Mais cela ne changea vraiment rien, et ce ne fut qu’au bout de quelques minutes que tout
cela cessa et que je pus avoir un court répit. Je lâchai un profond soupir de soulagement et je
me relevai rapidement, mais en me levant, je fus parcourue d’atroces crampes. J’étais affamée,
constatai-je. Je devais aller apaiser ma soif meurtrière, et à l’intensité des crampes qui me
traversaient, ce ne serait plus très long avant que je perde le contrôle total de la créature
farouche que j’étais si je n’allais pas l’étancher. Toute cette journée abracadabrante m’avait
vidée d’énergie, et je devais aller me repaître. Pourtant, j’avais chassé pas plus tard qu’hier, et
normalement, une unique traque suffisait par semaine. Était-ce sa présence qui me
subvertissait tant ? Je devais également changer d’air afin de changer les folles idées qui
m’habitaient. Je courus donc avec ma superbe rapidité jusqu’à ma chambre et j’allai ouvrir la
gigantesque fenêtre à volet donnant vu sur la lisière boisée de la rivière Yellowstone. Une fois
cette large embrasure ouverte, je ne me fis pas prier deux fois pour sauter. Je m’élançai grâce à
un furtif élan dans cet enfer infini d’arbres aux feuilles rougies et aux conifères d’un vert
éclatant…
Tout le monde à table !CHAPITRE 3
ALTÉRÉE
Depuis fort longtemps, de sombres histoires hantent la vie des habitants ignorants de la
Terre des hommes. Toutes sortes de légendes ancestrales plus obscènes et effrayantes les
unes des autres sont racontées aux pauvres enfants pour que le cauchemar épouvantable
hante leur fébrile sommeil.

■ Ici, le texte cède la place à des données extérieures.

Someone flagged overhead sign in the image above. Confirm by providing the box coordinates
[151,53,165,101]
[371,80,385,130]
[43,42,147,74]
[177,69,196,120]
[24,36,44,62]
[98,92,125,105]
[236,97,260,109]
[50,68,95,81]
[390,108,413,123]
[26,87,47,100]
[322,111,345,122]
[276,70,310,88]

Ces écrits imaginaires tiennent compte de certaines créatures
obscures dont la nuit est la plus fidèle alliée. Certaines se transforment à la pleine lune et sont
atteintes d’une maladie nommée « lycanthropie ». D’autres sont détenteurs d’immenses
pouvoirs et sèment les malédictions sordides sur la Terre. Mais celles qui effraient le plus les
mortels depuis l’aube du cosmos sont très différentes. On les surnomme « les vampires » dans
les cieux célestes, mais sur le monde du milieu, on les surnomme autrement : « les buveurs de
sang ».
Ces méphistophéliques créatures sèment la terreur parmi la plèbe humaine depuis le premier
surgissement de la nuit. Elles sont en fait d’origine humaine, mais peu à peu, leur côté démentiel
a pris le dessus sur celui de leur conscience humaine et a fait d’eux des monstres sanguinaires
sans aucune pitié. On dit même qu’ils sont le parfait contraire des humains, donc qu’ils ont été
créés accidentellement par Ayell en même temps que les humains dans le monde du milieu lors
de la création universelle. On peut distinguer l’homme du vampire par l’arrêt complet de son
organisme, comme s’il était mort. En fait, le premier rôle du venin est d’une simplicité
remarquable : tuer sa victime de l’intérieur en figeant complètement son organisme et en fixant
sa croissance. Son deuxième rôle est beaucoup plus complexe, il s’agit de créer une barrière
indestructible invisible pour que l’âme ne puisse plus s’échapper de son enveloppe charnelle et
qu’elle y soit prisonnière à tout jamais. Et troisièmement, il corrompt l’âme du pêcheur jusqu’à la
dernière parcelle pour que ténèbres et cruauté deviennent le destin de la pauvre victime. Son
esprit captif demeure donc privé du vieillissement, et le nouveau vampire garde l’état d’esprit
qu’il avait au moment de sa métamorphose pour l’éternité, comme son âge ne change jamais.
Le seul et unique élixir de longue vie qui permet au vampire de rester jeune et de garder ses
pouvoirs est le sang humain. Le prix à payer pour l’immortalité est simple, une vie pour une vie.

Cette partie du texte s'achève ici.